The Defender’s Dilemma: The Hardship of Proof

Now, flip the perspective to the defender. Their ultimate goal is not just to stop one attack, but to prove that *no* successful attack (within certain constraints) exists. This is the problem of formal verification or robust certification.

This “non-existence” proof belongs to a different complexity class: co-NP. A problem is in co-NP if a “no” instance has a short, efficiently verifiable proof. For example, if a model were truly robust, a defender could theoretically provide you with a mathematical “certificate of robustness” that you could quickly check.

Unfortunately, for many common neural networks (specifically those with ReLU activations), the problem of certifying robustness has been proven to be NP-hard. This implies that the corresponding “no” problem is co-NP-hard. In simple terms, this means that unless P = NP, there is no efficient, universal algorithm that can prove a neural network is robust. This is a crucial theoretical barrier: it tells us that for any reasonably complex model, a complete, formal guarantee of security is likely computationally intractable.

Complexity Classes in AI Security P NP co-NP Verifying an adversarial example Verifying a robustness certificate If P=NP, then finding attacks and proving robustness are both “easy”.
Figure 20.1.3-1: A conceptual map of complexity classes relevant to AI security. The core challenge lies in problems believed to be in NP or co-NP but not in P.

From Cryptography to AI: Hardness Assumptions

Modern cryptography isn’t built on proofs of absolute security, but on **hardness assumptions**. For example, RSA encryption assumes that factoring the product of two large prime numbers is computationally intractable. We don’t have a mathematical proof, but decades of research have failed to find an efficient algorithm, giving us confidence in this assumption.

AI security is moving in a similar direction. We can build systems based on the assumption that certain problems related to neural networks are hard. This provides a more solid foundation for defense than the cat-and-mouse game of patching against the latest attack.

Table 20.1.3-1: Comparison of Hardness Assumptions in Cryptography and AI Security
Domain “Easy” Problem (Verification) Assumed “Hard” Problem (Attack/Proof)
Cryptography (RSA) Multiplying two large prime numbers. Factoring their product to find the original primes.
AI Security (Attack) Given a perturbation, verifying it causes misclassification within a budget. Finding the minimal perturbation that causes misclassification (NP-hard).
AI Security (Defense) Given a certificate of robustness, verifying its mathematical validity. Generating a certificate of robustness for a large, arbitrary network (co-NP-hard).

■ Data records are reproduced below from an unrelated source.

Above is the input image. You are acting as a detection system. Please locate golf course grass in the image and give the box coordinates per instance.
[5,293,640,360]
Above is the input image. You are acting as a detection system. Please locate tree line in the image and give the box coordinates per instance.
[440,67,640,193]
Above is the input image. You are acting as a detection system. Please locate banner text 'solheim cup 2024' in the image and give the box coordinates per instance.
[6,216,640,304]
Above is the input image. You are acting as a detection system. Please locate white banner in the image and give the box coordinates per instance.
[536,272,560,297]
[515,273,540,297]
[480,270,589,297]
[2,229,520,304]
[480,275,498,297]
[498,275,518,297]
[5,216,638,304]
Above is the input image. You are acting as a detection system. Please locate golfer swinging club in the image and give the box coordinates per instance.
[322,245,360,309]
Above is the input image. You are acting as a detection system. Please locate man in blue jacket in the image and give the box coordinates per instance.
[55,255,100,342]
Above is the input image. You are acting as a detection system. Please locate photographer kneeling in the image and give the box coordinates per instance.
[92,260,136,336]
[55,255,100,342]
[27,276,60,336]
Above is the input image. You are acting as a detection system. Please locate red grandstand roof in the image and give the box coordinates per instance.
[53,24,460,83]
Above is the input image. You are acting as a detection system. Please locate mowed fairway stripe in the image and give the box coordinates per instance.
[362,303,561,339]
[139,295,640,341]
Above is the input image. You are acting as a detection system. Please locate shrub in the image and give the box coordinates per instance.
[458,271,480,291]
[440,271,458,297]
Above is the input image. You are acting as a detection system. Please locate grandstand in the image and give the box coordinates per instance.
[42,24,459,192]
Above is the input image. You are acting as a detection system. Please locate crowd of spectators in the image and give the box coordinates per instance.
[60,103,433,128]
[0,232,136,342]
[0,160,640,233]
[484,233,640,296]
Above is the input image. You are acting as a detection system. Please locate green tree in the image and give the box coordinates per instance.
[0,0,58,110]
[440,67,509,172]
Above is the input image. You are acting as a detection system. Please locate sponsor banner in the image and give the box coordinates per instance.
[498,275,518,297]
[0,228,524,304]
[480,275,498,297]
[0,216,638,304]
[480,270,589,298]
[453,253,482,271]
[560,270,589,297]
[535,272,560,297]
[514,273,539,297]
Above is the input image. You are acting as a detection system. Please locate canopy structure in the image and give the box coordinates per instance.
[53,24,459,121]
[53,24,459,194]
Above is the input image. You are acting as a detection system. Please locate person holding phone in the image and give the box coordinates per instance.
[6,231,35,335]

Practical Takeaways for the AI Red Teamer

This theoretical perspective has direct consequences for your work:

  • Justification for Heuristics: Complexity theory explains why your practical, efficient attacks (like PGD) are valuable. Since finding the “perfect” attack is likely intractable, finding *any* valid attack quickly is the primary goal. Your role is not to solve an NP-hard problem optimally, but to demonstrate its feasibility.
  • Understanding Attack Ceilings: When an attack fails or takes a long time, it may not be a flaw in your tooling but a reflection of the problem’s intrinsic difficulty. This is especially true against defenses designed to create complex, non-linear loss landscapes, which are computationally expensive to navigate.
  • Challenging Security Claims: The hardness of certification is your most powerful tool for scrutinizing defensive claims. When a team asserts their model is “robust,” you can ask for the basis of that claim. Is it based on empirical results against a few known attacks, or a formal certificate? Since full certification is intractable, any claim of absolute security for a complex model is almost certainly an overstatement. Your job is to find the gaps in their empirical evidence.

Ultimately, complexity theory provides a sobering but essential foundation. It tells us that perfect, provable AI security is likely unattainable. Instead, the field will evolve towards a model of computational security, where the goal is to make attacks so computationally expensive that they are impractical for any rational adversary. Your work as a red teamer is to constantly test the validity of those economic and computational assumptions.